Back in the film days, photographers used to use the focus and recompose method often because the focusing point was in the center of the viewfinder. The way they did it then was arguably more forgiving before the digital camera world became all about pixel peeping and 100% sharpness at all times.
With digital’s maturity though, photographers can honestly go back to the method with ease. Here’s how to do it in case you never have.
Use the Center Focusing Point
To start this off, don’t set the camera to automatically choose a focusing point for you. The reason why is that this overly complicates things. Instead, make sure that the center focusing point is always selected. It gives you the most work room when recomposing an image.
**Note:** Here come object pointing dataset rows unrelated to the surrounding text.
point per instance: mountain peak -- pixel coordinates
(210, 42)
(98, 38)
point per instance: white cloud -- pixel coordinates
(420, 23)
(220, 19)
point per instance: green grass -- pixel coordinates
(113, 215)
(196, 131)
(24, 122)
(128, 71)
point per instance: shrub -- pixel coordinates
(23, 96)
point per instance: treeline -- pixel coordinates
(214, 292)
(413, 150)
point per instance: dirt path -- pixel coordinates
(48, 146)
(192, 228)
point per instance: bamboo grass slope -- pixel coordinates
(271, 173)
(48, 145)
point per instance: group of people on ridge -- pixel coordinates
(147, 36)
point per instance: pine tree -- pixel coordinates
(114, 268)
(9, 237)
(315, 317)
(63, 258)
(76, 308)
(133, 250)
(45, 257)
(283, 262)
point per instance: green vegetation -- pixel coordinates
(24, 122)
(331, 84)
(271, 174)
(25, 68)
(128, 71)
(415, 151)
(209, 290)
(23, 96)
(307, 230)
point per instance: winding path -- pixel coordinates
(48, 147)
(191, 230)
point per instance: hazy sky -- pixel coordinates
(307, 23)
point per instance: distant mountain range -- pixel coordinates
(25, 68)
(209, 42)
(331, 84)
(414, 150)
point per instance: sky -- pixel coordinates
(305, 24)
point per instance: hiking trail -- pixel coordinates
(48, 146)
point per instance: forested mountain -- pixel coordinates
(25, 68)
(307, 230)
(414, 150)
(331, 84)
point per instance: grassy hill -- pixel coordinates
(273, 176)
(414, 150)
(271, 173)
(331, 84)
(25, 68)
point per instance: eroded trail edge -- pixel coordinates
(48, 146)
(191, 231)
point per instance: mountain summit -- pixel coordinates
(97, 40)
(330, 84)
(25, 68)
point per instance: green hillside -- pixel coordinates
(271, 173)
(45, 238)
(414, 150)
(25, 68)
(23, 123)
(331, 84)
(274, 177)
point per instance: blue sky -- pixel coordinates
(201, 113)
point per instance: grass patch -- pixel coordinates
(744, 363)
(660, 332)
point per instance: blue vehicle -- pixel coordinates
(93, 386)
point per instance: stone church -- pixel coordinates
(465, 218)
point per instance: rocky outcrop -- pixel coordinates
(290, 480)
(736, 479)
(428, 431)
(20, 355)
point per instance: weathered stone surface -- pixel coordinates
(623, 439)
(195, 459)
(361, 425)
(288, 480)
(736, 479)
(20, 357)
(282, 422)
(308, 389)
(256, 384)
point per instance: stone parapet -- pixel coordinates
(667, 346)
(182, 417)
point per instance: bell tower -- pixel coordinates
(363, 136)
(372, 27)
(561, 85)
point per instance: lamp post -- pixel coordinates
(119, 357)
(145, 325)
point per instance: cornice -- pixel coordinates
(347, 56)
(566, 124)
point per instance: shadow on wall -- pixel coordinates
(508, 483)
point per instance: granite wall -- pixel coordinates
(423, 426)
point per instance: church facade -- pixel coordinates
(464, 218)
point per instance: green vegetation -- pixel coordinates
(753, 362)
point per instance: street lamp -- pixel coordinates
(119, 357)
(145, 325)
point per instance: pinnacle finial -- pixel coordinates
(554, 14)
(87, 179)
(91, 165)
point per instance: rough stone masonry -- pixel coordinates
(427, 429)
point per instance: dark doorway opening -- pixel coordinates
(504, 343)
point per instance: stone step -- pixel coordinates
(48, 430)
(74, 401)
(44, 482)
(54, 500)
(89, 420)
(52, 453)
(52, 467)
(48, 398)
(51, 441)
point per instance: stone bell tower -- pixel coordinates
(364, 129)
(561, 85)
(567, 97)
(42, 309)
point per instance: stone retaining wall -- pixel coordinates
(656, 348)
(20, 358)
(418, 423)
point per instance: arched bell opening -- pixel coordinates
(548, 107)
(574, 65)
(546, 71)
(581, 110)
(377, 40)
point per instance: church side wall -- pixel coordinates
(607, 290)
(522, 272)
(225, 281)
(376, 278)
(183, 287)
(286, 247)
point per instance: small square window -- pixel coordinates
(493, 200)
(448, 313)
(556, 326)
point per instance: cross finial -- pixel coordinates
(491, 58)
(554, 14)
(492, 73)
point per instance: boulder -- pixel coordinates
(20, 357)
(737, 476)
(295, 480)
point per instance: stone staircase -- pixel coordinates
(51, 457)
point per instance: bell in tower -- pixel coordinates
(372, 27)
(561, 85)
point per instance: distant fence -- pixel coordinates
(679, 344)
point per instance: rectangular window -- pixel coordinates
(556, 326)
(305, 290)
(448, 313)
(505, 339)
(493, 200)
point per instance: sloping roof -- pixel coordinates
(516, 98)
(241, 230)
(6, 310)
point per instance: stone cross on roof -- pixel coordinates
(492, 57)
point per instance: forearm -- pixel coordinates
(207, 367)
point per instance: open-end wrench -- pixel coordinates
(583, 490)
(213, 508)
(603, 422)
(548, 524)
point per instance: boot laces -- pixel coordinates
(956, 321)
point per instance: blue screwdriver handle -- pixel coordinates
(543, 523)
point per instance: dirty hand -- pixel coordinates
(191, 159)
Before I go on, I should really make this clear: focusing and recomposing is best if you’re really in a rush and you don’t necessarily care about 100,000% sharpness. You’re going to need to make that judgement for yourself based on practical reasoning and thought. One of the biggest determining factors here has to do with your aperture. The less that is in focus to begin with, the greater the chance of you completely missing your subject during the recomposition. If you’re shooting a landscape at f11 and then recomposing, then who really cares?
This method is honestly designed for images that aren’t meant to be pixel peeped–and lots and lots and lots and lots and lots and lots of photographers export their images with this intention. It’s very important especially when deliver photos to a client in various situations.
Did I mention lots of us do it? Indeed, not everything is meant to be pixel peeped and viewed under a microscope. Instead, many images are meant for you to *gasp* look at!
Don’t Pivot the Camera, Slide It
When recomposing, what I generally recommend is not pivoting the camera. Instead, try to slide it along the same plane of focus. If you’re on a tripod, then you should try to compose before you focus; but the focus and recompose method is generally used by those of us who handhold a camera.
For years, film photographers pivoted the camera even when their lenses were wide open. The problem here is that the focus area is so thin that you don’t have a guarantee that something you’re trying to photograph will be in focus. With sliding, you’ve got more of a chance. Considering the mannerisms of the digital world, you’re also better off because it will give you a better chance at an overall sharper photo–though the idea of sharp enough is surely common!
Reasoning Behind This
Here’s the thought process behind all of this:
- Take a block, cube or something else and place it against a flat surface so that it’s flush. Then pivot it just a bit.
The block represents the focusing zone and the flat surface is your subject. When you pivot, you throw off the fact that the focusing is flush with the subject. Now try this:
- Take the block, place it against a flat surface so that it’s flush and then slide it along.
With the block representing the focusing again, you can now see that it still stays on the same plane. To that end, it also stays on the same focusing plane.
Some photographers may call schadenfreude, but it’s simple physics.